On Tue, Oct 3, 2017 at 5:25 AM, John A Meinel <email address hidden>
wrote:

> If you grep the logs, you'll find that you're actually getting quite a few
> EOF messages from various places.
> 2017-09-21 19:57:05 DEBUG juju.apiserver request_notifier.go:171 -> [D82]
> machine-12 31.851599396s {"request-id":90,"error":"cannot get network
> interfaces of \"wptehh\": getting instance \"wptehh\": unexpected: Get
> http://10.245.208.33/MAAS/api/2.0/machines/?agent_name=
> e19034fd-016f-48af-8128-f8aad8ce3de4\u0026id=wptehh:
> EOF","response":"'body redacted'"} Provisioner[""].
> SetHostMachineNetworkConfig
> 2017-09-21 20:04:00 WARNING juju.provider.maas devices.go:462 looking up
> static routes generated IsUnexpectedError, but didn't match: "unexpected:
> Get http://10.245.208.33/MAAS/api/2.0/static-routes/: EOF"
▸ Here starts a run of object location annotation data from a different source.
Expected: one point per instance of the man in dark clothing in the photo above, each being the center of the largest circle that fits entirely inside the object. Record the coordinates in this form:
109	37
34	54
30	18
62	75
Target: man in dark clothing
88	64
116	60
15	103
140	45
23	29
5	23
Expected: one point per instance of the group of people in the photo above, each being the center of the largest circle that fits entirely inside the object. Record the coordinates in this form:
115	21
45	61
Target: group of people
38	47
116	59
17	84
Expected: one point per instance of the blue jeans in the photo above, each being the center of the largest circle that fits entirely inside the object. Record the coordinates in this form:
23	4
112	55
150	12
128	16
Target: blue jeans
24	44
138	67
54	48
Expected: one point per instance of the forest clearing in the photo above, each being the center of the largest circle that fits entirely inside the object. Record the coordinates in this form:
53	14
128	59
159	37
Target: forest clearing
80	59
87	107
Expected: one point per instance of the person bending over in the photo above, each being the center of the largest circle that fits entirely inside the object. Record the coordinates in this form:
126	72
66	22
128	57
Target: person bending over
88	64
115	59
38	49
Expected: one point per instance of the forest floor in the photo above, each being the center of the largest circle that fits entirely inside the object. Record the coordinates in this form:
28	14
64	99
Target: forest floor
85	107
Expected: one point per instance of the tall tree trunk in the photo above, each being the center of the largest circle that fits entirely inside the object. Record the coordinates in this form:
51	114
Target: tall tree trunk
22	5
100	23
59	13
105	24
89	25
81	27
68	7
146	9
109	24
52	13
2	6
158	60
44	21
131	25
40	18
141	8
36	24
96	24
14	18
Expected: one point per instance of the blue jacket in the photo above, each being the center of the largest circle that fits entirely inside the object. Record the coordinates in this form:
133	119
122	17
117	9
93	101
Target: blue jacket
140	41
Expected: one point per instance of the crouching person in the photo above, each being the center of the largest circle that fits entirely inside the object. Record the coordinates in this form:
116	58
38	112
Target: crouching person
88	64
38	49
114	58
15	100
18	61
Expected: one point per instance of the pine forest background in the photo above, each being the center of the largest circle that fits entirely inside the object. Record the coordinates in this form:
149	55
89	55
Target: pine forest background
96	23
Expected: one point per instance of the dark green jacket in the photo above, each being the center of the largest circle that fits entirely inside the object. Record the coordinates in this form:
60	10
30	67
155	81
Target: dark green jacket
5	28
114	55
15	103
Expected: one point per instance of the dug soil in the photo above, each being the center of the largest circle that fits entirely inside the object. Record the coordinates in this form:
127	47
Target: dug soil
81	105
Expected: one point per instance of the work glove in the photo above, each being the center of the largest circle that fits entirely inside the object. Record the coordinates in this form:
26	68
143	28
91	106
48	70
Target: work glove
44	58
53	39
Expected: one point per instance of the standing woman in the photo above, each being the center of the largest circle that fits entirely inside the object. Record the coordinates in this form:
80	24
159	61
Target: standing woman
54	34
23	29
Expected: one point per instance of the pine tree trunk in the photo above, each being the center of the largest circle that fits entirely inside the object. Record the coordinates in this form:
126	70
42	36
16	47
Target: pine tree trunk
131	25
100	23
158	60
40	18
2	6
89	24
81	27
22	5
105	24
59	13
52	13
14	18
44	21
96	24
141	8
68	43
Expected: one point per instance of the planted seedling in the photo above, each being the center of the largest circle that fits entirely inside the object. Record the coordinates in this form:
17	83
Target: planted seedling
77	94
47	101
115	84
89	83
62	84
> &errors.Err{message:"", cause:(*gomaasapi.UnexpectedError)(0xc427b83b30),
> previous:(*errors.Err)(0xc427b83a90), file:"github.com/juju/
> gomaasapi/errors.go", line:41}
> 2017-09-21 20:04:00 WARNING juju.provider.maas devices.go:468 error
> looking up static-routes: unexpected: Get http://10.245.208.33/MAAS/api/
> 2.0/static-routes/: EOF
> 2017-09-21 20:04:00 DEBUG juju.apiserver.provisioner provisioner.go:963
> SetInstanceStatus called with: params.EntityStatusArgs{Tag:"machine-1-lxd-6",
> Status:"allocating", Info:"failed to start instance (unable to look up
> static-routes: unexpected: Get http://10.245.208.33/MAAS/api/
> 2.0/static-routes/: EOF), retrying in 10s (10 more attempts)",
> Data:map[string]interface {}(nil)}
>
> I'm not sure why you're getting EOF for static-routes instead of a 404 if
> it isn't implemented, or something useful if it is.
> Note that we do clearly retry that one, though the retry is at the level
> of doing all the provisioning steps, AFAICT.
>
> 2017-09-21 20:04:41 DEBUG juju.apiserver request_notifier.go:171 -> [DA3]
> machine-1 30.005683052s {"request-id":183,"error":"Get
> http://10.245.208.33/MAAS/api/2.0/version/: EOF","response":"'body
> redacted'"} Provisioner[""].PrepareContainerInterfaceInfo
> 2017-09-21 20:04:41 DEBUG juju.apiserver request_notifier.go:145 <- [DA3]
> machine-1 {"request-id":192,"type":"Provisioner","version":4,"
> request":"SetInstanceStatus","params":"'params redacted'"}
> 2017-09-21 20:04:41 DEBUG juju.apiserver.provisioner provisioner.go:963
> SetInstanceStatus called with: params.EntityStatusArgs{Tag:"machine-1-lxd-6",
> Status:"allocating", Info:"failed to start instance (Get
> http://10.245.208.33/MAAS/api/2.0/version/: EOF), retrying in 10s (9 more
> attempts)", Data:map[string]interface {}(nil)}
> 2017-09-21 20:05:13 DEBUG juju.apiserver request_notifier.go:171 -> [DAF]
> machine-18 30.035373959s {"request-id":148,"error":"cannot get provider
> network config: failed to construct a model from config: unexpected: Get
> http://10.245.208.33/MAAS/api/2.0/users/?op=whoami:
> EOF","response":"'body redacted'"} Provisioner[""].
> SetHostMachineNetworkConfig
> 2017-09-21 20:05:13 DEBUG juju.apiserver request_notifier.go:145 <- [DAF]
> machine-18 {"request-id":178,"type":"Provisioner","version":4,"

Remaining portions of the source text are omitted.